Blanchett’s character comes the closest to the real Dylan, a spot-on rendering of the musician in the mid-1960s as he confounded fans and critics with oblique prattle and unpredictable musical turns.
“That’s why Todd wanted a woman to play it, because if you had a man play it, you would have been looking for the impersonation,” Blanchett said. “And so you would have been seeing the shortfall, whereas you’re automatically saying there’s a Brechtian distance here between character and performer, and that allows for the poetry and kind of the irony to really breathe.”
John Sayles’ “Honeydripper” stars Danny Glover as a Deep South proprietor making one last stab to save his failing juke joint, hiring an electric-guitar whiz amid the transition from blues to rock ‘n’ roll in the 1950s.
John C. Reilly stars in “Walk Hard: The Dewey Cox Story,” a comedy chronicling the sordid life of a musician who lives the extreme rock-star life as he sleeps around, sires kids and does every drug he can find.
“August Rush” features Robin Williams, Keri Russell, Jonathan Rhys Meyers and Freddie Highmore in the story of an orphaned musical prodigy seeking his parents.
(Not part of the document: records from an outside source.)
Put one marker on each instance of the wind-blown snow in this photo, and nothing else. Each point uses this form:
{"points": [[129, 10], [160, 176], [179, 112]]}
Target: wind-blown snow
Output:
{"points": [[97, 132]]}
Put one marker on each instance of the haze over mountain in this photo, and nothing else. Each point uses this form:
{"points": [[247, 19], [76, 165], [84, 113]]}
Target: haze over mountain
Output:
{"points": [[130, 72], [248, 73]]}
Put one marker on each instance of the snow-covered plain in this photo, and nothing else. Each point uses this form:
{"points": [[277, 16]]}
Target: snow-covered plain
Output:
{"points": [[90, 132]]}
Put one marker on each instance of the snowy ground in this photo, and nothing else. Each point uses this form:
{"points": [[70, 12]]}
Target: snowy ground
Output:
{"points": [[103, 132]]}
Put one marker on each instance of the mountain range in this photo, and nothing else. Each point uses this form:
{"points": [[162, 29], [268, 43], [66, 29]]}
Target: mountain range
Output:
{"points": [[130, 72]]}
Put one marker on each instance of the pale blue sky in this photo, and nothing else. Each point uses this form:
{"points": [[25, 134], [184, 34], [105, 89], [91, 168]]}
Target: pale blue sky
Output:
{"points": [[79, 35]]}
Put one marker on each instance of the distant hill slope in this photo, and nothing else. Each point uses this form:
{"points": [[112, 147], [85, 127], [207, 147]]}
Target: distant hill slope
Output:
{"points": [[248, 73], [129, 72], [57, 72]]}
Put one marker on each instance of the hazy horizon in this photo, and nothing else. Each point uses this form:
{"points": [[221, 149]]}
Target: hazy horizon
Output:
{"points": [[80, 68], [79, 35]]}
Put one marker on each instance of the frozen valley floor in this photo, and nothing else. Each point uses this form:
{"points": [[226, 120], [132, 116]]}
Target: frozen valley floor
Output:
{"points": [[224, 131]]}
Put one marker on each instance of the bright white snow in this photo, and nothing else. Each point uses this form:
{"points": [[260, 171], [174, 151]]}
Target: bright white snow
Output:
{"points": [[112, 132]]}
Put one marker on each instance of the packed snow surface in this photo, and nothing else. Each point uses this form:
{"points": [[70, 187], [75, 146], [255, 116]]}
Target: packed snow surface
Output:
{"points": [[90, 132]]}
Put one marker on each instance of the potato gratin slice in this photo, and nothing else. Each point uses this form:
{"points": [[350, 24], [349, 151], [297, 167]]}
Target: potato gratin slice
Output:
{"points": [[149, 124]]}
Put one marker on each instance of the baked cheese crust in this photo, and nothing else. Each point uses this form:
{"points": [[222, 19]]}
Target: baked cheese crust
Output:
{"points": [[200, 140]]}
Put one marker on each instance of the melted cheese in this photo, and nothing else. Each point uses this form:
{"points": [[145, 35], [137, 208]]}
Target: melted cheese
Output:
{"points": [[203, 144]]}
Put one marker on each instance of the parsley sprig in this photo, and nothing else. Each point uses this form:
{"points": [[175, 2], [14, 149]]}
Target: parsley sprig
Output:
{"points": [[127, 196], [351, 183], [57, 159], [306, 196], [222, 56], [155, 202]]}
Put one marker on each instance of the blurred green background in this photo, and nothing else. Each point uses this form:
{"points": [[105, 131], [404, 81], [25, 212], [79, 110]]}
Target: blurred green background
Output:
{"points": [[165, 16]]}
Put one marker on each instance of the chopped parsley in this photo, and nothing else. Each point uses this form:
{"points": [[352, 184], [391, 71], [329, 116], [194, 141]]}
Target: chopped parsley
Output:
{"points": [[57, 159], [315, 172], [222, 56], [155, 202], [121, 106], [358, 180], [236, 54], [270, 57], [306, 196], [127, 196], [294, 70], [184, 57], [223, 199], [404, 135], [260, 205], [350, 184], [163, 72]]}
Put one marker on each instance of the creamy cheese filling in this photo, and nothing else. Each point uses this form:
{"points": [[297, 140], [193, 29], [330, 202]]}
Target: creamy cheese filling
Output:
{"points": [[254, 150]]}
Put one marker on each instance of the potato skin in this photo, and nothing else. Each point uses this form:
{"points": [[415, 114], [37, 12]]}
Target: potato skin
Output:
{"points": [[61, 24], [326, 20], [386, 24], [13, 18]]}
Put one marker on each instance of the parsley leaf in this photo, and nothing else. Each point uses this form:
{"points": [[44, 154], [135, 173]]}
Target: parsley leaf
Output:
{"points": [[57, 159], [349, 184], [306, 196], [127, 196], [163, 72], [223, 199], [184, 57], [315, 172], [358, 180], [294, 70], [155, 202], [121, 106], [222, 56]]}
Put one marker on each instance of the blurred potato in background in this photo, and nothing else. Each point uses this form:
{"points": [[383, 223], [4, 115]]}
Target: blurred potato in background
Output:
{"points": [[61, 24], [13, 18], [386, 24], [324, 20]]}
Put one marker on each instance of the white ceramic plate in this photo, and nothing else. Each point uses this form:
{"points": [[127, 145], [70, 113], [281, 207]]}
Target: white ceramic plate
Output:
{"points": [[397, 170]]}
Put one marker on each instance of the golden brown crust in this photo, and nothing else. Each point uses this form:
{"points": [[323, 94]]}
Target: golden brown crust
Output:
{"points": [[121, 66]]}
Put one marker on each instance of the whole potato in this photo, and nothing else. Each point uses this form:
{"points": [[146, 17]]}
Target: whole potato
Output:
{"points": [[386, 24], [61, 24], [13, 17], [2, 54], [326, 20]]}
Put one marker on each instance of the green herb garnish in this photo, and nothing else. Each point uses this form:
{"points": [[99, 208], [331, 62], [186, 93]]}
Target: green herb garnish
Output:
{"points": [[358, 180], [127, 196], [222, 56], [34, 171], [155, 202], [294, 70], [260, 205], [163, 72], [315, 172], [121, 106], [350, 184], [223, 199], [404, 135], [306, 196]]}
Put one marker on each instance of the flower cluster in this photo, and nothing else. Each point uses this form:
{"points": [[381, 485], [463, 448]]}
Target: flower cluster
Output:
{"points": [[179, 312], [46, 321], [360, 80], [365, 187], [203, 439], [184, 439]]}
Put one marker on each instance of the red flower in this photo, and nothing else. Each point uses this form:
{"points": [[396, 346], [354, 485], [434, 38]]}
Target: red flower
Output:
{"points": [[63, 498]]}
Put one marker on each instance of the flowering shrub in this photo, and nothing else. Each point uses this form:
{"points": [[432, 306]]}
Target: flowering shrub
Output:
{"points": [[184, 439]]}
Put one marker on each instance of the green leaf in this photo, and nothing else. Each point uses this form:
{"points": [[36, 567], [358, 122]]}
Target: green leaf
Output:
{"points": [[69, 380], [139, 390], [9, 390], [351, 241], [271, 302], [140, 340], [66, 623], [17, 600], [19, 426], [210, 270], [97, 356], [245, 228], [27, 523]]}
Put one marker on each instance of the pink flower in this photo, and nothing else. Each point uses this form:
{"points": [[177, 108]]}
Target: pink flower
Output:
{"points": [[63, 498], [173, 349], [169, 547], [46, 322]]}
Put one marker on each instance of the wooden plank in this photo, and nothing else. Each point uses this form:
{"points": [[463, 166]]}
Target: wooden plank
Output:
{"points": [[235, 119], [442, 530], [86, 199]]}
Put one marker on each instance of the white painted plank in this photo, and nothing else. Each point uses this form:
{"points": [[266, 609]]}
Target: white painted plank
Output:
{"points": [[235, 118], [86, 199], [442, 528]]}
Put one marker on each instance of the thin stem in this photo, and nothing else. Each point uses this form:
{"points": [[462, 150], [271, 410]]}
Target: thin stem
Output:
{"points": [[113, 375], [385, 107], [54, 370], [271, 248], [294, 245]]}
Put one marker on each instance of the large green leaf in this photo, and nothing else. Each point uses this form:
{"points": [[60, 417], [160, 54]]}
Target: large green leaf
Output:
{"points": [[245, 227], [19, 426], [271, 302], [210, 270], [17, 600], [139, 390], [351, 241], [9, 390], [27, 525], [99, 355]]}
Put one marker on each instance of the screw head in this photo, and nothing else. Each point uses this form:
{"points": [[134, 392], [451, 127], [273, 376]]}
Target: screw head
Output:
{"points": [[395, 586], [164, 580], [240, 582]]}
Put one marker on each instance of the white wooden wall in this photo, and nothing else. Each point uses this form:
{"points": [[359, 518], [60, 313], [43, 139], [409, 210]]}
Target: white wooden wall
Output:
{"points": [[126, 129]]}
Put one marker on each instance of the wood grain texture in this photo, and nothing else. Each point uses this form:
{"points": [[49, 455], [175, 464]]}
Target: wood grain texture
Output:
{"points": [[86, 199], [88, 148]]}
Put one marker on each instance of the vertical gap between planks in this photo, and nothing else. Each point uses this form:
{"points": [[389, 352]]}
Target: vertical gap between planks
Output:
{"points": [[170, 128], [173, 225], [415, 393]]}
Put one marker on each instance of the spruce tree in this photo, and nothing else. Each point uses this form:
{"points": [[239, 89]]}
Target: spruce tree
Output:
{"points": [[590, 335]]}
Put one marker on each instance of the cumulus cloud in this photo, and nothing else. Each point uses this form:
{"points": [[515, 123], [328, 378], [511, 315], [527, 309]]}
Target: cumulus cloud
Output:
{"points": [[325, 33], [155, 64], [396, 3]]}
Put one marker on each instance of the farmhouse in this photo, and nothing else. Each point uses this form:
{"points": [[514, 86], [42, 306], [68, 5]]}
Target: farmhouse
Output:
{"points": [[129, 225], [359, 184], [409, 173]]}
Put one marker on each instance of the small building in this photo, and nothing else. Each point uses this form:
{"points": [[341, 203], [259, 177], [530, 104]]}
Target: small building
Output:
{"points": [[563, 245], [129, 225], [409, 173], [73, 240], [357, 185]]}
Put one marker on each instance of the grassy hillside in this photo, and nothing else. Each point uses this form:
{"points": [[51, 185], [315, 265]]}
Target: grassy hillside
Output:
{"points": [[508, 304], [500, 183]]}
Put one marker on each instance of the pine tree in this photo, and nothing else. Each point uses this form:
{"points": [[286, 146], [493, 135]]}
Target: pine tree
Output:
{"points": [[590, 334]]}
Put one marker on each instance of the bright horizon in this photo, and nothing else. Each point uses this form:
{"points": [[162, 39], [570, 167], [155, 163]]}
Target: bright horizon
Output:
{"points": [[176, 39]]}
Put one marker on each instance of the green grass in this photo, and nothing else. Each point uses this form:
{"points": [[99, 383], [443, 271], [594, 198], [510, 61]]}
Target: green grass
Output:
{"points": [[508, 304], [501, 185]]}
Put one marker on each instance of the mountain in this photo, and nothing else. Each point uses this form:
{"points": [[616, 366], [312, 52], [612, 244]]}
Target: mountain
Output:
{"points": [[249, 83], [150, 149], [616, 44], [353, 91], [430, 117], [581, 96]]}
And the season’s big musical question: Can Johnny Depp sing?
“He’s a very musical person, but when he said he would do it, nobody had any idea if he could sing. I knew him well enough to know that he wouldn’t have said yes to doing it if he couldn’t,” said “Sweeney Todd” director Burton, adding that he was pleasantly surprised at how well the vocals of Depp and co-stars Helena Bonham Carter, Sacha Baron Cohen and Alan Rickman turned out.
“It’s pretty much all actors, not professional singers, and they really did a great job. It’s one of my favourite roles that Johnny has done.”